The Dow Jones industrial average slipped 6.77, or 0.09 percent, to 7,932.76, after falling by more than 245 points in earlier trading. The blue-chip index got within 142 points of its Nov. 20 close of 7,552.29, which was a five-and-a-half year low.

Broader stock indicators ended higher. The Standard & Poor's 500 index rose 1.45, or 0.17 percent, to 835.19, and the Nasdaq composite index rose 11.21, or 0.73 percent, to 1,541.71.

Declining issues outnumbered advancers by about 8 to 7 on the New York Stock Exchange, where volume came to 1.48 billion shares.

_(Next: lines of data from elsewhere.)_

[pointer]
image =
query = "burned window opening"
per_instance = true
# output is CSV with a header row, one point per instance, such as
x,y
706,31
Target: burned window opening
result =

Government bond prices were mostly lower. The yield on the benchmark 10-year Treasury note, which moves opposite its price, rose to 2.79 percent from 2.76 percent late Wednesday. The yield on the three-month T-bill fell to 0.28 percent from 0.29 percent.

The dollar rose against other major currencies, and gold prices also climbed.

Economic data was mixed Thursday.

The U.S. Commerce Department said Thursday that retail sales jumped 1 percent in January, the biggest increase in 14 months, after a 2.7 percent drop in December. Economists polled by Thomson Reuters had predicted that sales fell 0.8 percent last month.

Meanwhile, the U.S. Labor Department said first-time claims for unemployment benefits dropped to a seasonally adjusted 623,000, from an upwardly revised figure of 631,000 the previous week.